After some investigation, I found that the haproxy developers had refactored the header parsing code, and neglected to properly reset flags when multiple requests were sent over the same connection. There was a patch, but it wasn’t released. No problem, I thought, I’ll just cherry-pick it onto the last release… Except that haproxy use Git in the most convoluted manner I’ve ever seen – they have one repository per release. This makes it harder to patch, but it also made me question whether I trusted them to ship stable software: there were no tests for the header parsing code (which is both fundamental and finicky, the perfect target for tests), the source code management was weird, and they didn’t seem in any rush to patch this bug.
Not long after that issue, Greg managed to encounter another bug where haproxy returned a 500 error whenever the upstream server replied with a particular, perfectly valid, header. The die was cast – it was time to move to something else.
Not Invented Here syndrome
Looking for a new solution, there were many more options than back in 2016. I’m still convinced, however, that anything exposed to the Internet should not have access to run docker containers. It’s the modern equivalent of running a CGI script as root. That single requirement eliminates most off-the-shelf solutions. What do you do when nothing quite meets your specific requirements?
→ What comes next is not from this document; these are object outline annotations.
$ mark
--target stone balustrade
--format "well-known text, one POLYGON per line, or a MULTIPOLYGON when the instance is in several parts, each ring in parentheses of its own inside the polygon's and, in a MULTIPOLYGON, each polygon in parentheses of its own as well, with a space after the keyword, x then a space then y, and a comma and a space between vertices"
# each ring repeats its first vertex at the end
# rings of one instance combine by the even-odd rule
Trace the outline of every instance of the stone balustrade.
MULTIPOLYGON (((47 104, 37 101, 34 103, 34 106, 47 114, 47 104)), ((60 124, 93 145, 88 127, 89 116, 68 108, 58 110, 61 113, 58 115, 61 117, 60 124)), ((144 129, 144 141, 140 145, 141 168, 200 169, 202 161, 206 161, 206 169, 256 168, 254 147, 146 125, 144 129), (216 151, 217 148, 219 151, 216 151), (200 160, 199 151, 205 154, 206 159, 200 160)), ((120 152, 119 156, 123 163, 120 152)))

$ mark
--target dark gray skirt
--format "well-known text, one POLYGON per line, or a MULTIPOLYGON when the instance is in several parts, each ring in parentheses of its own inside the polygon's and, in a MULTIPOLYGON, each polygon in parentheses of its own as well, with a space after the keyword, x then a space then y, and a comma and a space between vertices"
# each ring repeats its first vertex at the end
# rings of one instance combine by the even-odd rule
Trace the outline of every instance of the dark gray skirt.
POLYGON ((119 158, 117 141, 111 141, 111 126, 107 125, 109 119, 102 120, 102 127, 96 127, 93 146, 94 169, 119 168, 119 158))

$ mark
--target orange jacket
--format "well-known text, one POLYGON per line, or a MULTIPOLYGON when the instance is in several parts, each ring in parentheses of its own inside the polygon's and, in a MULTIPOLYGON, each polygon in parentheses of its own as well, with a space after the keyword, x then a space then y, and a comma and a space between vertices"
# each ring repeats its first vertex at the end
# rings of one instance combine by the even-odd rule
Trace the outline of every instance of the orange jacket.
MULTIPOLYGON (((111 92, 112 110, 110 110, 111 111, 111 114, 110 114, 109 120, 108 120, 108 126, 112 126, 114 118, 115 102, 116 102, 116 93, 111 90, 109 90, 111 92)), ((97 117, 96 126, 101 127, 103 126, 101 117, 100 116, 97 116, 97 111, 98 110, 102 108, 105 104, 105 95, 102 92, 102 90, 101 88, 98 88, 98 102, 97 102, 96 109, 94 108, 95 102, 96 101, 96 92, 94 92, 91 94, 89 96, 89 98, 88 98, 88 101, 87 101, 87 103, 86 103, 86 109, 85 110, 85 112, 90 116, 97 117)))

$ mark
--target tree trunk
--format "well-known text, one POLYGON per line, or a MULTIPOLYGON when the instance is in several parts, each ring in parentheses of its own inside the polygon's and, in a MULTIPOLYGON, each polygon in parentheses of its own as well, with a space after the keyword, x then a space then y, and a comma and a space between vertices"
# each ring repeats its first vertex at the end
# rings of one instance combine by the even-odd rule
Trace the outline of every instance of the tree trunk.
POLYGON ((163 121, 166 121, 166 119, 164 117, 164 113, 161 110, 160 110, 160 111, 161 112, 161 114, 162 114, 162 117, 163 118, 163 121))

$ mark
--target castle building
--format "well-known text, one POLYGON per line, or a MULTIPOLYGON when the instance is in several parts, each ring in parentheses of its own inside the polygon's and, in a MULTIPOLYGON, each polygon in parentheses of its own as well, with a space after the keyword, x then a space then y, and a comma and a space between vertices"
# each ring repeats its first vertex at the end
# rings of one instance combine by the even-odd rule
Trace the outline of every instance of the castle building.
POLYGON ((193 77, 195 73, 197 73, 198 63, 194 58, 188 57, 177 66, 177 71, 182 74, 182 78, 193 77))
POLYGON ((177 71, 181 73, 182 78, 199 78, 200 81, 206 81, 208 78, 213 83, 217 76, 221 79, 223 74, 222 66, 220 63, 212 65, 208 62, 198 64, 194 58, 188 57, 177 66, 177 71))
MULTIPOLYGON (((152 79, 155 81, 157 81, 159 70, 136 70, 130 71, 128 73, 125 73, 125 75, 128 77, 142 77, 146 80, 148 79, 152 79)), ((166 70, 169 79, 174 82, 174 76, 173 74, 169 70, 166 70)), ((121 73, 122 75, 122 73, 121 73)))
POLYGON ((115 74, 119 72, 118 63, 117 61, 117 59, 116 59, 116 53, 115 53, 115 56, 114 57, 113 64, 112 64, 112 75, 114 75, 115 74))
You make something yourself! My new solution has two components: Dotege and Centauri.
Dotege is a replacement for the microservices that monitored containers and obtained certificates. It’s fundamentally a templating engine - whenever the containers change, it evaluates a template and saves the result to disk. The template has access to details about the containers, their labels, ports, and so on. Dotege can also obtain certificates from Let’s Encrypt, and raise a signal against another process whenever the template or certificates change. I used this to generate the configuration and certificates used by haproxy for a while, and more recently changed the template so that it works for Centauri.
Centauri is my own reverse proxy. It’s configured using a simple text file and can also obtain certificates from an ACME provider. It doesn’t serve static content, has no knowledge about docker, and avoids the other bells and whistles that adorn most reverse proxies. It also has good test coverage to ensure that I don’t, say, accidentally break header parsing.
As a software engineer I enjoy writing software, but I also enjoy running simple, easy to understand software. That’s what I’ve achieved here: it’s very easy to identify where the problem is if anything goes wrong, both are small Go programs rather than vast sprawling C monstrosities, and their interaction is primarily through a file written to disk that can be inspected or edited as needed.